Lloyd George and Spanish Flu

In 1918 the world was on its knees, after 4 years of war, the strain of H1N1 flu came as a shadow over the world. Known as the Spanish flu, because Spanish journalists unlike most in the world were reporting the disease and deaths, this was the most serious pandemic since the Black Death.

11 September 1918 David Lloyd George was on top of the world, Prime Minister of Great Britain, MP for Caernarfon Boroughs, in the process of bringing the bloodiest war the world had ever seen to an end and traveling to the city of his birth, Manchester, to receive the Freedom of the City. Women from the munition factories and soldiers at home on a furlong filled the streets from Piccadilly station to Albert Square in the city center to welcome their hero.

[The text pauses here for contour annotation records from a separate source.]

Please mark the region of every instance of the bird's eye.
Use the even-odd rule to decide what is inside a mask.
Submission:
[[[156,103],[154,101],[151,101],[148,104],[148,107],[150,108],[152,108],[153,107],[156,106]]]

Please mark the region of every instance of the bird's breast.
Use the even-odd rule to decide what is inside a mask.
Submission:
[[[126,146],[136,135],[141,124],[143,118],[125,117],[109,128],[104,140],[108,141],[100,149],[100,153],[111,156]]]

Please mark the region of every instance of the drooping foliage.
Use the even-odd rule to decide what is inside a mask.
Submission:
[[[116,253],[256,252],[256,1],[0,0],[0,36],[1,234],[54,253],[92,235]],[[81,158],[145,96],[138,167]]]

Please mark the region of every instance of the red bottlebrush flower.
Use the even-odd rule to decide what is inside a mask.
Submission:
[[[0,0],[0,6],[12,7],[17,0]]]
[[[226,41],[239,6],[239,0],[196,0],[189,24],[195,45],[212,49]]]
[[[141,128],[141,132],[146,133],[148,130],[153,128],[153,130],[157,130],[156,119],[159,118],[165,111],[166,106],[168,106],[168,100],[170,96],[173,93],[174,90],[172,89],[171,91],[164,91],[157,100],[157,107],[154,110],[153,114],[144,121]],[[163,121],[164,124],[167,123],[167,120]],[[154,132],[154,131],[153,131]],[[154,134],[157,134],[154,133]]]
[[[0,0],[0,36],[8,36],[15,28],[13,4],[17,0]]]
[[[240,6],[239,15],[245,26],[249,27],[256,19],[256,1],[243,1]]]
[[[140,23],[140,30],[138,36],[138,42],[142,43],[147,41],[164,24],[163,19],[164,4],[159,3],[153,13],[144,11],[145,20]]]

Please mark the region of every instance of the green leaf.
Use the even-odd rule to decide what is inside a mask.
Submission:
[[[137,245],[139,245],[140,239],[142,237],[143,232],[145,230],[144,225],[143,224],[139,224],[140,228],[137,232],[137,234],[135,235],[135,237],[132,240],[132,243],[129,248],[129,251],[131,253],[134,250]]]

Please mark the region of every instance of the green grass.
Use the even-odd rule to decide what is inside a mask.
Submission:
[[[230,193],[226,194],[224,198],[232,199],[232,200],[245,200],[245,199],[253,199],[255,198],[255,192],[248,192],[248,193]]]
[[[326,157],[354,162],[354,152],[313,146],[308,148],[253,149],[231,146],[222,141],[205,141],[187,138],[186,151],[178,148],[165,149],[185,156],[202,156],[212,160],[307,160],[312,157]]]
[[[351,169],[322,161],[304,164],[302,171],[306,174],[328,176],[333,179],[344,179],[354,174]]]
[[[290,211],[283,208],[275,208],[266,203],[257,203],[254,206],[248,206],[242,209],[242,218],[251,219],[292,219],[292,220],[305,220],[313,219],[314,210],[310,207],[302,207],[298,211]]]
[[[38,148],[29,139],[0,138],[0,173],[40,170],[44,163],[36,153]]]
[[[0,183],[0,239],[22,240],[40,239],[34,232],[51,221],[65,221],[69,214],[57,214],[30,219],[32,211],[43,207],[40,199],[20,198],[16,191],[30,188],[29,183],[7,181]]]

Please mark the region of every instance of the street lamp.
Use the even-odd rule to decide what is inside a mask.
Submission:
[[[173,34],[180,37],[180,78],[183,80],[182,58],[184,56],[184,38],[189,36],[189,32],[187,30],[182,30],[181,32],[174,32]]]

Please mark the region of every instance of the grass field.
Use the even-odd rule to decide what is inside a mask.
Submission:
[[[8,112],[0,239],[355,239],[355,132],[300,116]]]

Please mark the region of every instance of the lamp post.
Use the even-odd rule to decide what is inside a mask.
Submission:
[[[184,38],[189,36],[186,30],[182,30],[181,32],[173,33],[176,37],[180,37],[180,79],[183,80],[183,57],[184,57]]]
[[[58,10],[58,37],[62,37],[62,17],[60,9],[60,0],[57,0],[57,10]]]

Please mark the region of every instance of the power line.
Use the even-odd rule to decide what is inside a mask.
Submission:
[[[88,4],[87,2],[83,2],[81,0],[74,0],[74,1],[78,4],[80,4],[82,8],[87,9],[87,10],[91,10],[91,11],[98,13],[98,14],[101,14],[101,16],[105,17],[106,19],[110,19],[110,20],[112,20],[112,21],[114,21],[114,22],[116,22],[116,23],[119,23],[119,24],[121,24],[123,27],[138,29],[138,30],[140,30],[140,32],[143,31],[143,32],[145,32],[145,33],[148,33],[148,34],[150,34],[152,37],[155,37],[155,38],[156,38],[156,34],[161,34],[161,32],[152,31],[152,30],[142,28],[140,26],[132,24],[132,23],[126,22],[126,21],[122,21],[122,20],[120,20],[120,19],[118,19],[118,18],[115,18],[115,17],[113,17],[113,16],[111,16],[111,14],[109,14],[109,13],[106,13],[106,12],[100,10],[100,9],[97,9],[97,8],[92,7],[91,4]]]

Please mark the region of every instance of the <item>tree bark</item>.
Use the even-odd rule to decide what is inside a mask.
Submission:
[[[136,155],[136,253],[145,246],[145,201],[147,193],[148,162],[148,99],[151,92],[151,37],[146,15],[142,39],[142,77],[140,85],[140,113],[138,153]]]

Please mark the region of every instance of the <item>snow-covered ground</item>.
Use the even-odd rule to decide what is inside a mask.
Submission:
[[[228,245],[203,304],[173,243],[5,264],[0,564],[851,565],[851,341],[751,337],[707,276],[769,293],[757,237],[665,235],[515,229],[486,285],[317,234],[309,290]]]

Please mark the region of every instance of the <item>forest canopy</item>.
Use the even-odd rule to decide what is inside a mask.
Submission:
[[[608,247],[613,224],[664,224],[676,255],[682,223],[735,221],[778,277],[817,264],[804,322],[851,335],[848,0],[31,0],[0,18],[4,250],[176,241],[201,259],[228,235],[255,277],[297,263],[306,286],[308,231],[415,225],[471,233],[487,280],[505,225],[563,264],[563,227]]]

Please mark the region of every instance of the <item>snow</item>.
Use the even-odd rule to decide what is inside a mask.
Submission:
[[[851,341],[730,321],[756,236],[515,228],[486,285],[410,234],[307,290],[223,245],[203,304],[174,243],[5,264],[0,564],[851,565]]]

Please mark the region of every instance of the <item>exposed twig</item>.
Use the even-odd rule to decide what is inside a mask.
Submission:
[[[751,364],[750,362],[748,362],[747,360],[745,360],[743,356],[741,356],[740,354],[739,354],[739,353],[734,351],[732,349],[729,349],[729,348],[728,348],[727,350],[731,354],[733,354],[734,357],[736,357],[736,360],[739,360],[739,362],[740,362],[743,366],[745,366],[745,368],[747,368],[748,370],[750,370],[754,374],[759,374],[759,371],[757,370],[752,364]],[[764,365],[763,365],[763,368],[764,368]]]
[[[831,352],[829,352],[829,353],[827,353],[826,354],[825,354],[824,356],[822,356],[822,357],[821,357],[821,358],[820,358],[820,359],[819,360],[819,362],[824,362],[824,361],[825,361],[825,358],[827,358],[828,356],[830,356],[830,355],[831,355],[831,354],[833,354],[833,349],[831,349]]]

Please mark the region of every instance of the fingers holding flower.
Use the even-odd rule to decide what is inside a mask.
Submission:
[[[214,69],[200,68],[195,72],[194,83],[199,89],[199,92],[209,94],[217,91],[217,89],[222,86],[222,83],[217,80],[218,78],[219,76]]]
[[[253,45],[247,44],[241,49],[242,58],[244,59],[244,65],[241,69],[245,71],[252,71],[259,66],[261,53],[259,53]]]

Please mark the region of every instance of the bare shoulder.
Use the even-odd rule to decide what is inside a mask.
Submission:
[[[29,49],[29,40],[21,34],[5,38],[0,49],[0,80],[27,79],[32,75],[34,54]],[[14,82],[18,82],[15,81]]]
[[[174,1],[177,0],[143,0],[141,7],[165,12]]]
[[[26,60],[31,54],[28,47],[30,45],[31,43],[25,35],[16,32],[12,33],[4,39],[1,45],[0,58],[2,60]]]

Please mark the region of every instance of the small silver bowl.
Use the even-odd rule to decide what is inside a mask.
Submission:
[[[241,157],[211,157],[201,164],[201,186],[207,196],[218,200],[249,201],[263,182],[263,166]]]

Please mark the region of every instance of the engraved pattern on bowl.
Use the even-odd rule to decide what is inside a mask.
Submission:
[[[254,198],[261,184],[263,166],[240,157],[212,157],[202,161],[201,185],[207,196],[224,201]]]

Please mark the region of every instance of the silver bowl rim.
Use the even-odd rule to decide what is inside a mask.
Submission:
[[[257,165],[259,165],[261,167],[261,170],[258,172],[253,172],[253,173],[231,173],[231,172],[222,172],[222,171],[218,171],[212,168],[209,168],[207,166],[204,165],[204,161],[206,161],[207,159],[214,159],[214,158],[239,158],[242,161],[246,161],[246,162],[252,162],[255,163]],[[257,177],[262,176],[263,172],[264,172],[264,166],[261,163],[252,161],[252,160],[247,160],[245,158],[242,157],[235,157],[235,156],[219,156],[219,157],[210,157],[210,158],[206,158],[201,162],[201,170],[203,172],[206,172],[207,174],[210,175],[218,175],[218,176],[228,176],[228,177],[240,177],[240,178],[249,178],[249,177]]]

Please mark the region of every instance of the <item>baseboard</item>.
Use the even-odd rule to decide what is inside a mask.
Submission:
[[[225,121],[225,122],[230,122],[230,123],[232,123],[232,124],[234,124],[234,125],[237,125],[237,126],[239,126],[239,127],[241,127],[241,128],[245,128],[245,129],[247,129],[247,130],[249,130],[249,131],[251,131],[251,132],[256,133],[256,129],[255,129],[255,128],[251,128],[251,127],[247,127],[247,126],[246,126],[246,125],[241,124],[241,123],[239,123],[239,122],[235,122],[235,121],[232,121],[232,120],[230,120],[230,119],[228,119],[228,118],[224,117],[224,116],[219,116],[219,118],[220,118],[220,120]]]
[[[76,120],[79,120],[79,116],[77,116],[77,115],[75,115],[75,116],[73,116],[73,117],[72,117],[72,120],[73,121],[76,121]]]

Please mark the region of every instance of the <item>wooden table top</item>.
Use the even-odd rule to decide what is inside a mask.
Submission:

But later that evening, David Lloyd George developed a sore throat and a fever. He spent the next 10 days in specialist bed at Manchester City Hall too ill to move and with a machine to help him breathe. Newspapers of the period including the Manchester Guardian, and Welsh ones such as the Yr Udgorn and Y Dydd, tried to understate the seriousness of the situation in case Germany took advantage. Later, staff who were very close to him reported that it had been “touch and go”.

 

At the age of 55 David Lloyd George survived the disease, but thousands and thousands were not so lucky. In a world before antibiotic medicine and the National Health Service over 250,000 patients in Britain were lost to the disease.